For this was the language spoken before the Fall and beyond the Moon and the meanings were not given to the syllables by chance, or skill, or long tradition, but truly inherent in them as the shape of the great Sun is inherent in the little waterdrop. This was Language herself, as she first sprang at Maleldil's bidding out of the molten quicksilver of the first star called Mercury on Earth, but Viritrilbia in Deep Heaven.

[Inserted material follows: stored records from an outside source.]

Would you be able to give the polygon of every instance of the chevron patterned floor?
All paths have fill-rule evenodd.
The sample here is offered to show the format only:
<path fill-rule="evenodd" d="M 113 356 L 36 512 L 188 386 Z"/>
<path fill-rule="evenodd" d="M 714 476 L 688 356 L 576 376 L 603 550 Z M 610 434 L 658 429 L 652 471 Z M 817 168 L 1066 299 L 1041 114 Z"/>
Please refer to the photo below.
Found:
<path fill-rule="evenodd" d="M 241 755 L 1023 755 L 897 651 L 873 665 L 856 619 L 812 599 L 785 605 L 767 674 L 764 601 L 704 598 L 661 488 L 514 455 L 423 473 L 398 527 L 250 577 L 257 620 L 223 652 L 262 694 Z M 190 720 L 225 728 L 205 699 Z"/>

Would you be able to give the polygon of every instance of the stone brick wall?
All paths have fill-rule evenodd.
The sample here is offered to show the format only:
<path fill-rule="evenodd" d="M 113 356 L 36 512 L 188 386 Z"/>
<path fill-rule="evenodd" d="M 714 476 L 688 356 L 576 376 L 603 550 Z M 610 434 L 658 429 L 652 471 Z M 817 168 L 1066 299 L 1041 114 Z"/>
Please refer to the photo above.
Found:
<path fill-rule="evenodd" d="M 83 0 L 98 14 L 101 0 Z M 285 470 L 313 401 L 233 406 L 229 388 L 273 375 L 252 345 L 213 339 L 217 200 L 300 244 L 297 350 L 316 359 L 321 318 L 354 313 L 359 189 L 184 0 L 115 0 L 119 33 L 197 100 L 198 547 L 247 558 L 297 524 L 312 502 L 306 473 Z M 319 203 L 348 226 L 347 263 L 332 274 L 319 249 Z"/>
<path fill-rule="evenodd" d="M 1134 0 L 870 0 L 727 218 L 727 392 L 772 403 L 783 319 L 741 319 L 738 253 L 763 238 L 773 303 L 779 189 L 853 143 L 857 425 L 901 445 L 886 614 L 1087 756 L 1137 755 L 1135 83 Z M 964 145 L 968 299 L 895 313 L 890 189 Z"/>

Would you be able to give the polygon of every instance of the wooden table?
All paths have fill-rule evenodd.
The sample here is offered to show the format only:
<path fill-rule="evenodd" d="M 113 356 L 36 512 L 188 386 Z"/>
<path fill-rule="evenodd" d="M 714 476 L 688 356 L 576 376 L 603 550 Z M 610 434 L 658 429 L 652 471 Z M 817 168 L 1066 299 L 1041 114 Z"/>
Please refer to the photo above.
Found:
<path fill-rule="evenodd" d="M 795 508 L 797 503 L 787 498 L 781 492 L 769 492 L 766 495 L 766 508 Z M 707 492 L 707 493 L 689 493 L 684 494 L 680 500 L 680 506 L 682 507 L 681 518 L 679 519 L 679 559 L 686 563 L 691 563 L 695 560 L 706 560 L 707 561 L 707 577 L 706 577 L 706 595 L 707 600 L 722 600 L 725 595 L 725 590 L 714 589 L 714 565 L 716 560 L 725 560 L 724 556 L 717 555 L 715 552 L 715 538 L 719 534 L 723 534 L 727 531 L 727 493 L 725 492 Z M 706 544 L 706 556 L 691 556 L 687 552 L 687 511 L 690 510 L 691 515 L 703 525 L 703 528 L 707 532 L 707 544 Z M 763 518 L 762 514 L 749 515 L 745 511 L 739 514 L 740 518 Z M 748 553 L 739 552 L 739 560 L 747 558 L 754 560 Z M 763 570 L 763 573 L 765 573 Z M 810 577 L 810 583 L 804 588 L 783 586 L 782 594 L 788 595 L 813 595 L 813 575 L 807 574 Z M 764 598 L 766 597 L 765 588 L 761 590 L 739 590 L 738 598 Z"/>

====Terms used throughout the trilogy====

- Eldil (pl. Eldila): An everlasting, rational, "multidimensional energy being" that is not organic; an angel. Some act in the capacity of "Oyarsa" of a planet.
- Field of Arbol: The Solar System.
- Glund or Glundandra: Jupiter.
- Hnau or nau: A rational being, capable of speech, intellect, and personhood, and containing a soul.
- Handra: A planet or land.
- Hrū: Blood.
- Lurga: Saturn.
- Malacandra: Mars.
- Maleldil: The Christian God, described in Perelandra as having been incarnated as Jesus.
- Oyarsa (pl. Oyéresu) (title): Ruler of a planet. A higher-order angel.
- Perelandra: Venus.
- Sulva: The Moon.
- Thulcandra: Earth, literally "The Silent Planet".
- Viritrilbia: Mercury.

==Parallels and adaptations==
The cosmology of all three books—in which the Oyéresu of Mars and Venus somewhat resemble the corresponding gods from classical mythology—derives from Lewis's interest in medieval beliefs. Lewis discusses these ideas in his book The Discarded Image, which was published much later than the Space Trilogy. Lewis was intrigued with the ways medieval authors borrowed concepts from pre-Christian religion and science and attempted to reconcile them with Christianity, and with the lack of a clear distinction between natural and supernatural phenomena in medieval thought. The Space Trilogy also plays on themes in Lewis's essay "Religion and Rocketry", which argues that as long as humanity remains flawed and sinful, our exploration of other planets will tend to do them more harm than good. Furthermore, much of the substance of the argument between Ransom and Weston in Perelandra is found in Lewis's book Miracles. Links between Lewis's Space Trilogy and his other writings are discussed at great length in Michael Ward's Planet Narnia and in Kathryn Lindskoog's C.S. Lewis: Mere Christian.

In That Hideous Strength, Lewis alludes several times to Tolkien's Atlantean civilization Numinor (spelt Númenor by Tolkien), saying in the foreword, "Those who would like to learn further about Numinor and the True West must (alas!) await the publication of much that still exists only in the MSS. of my friend, Professor J. R. R. Tolkien."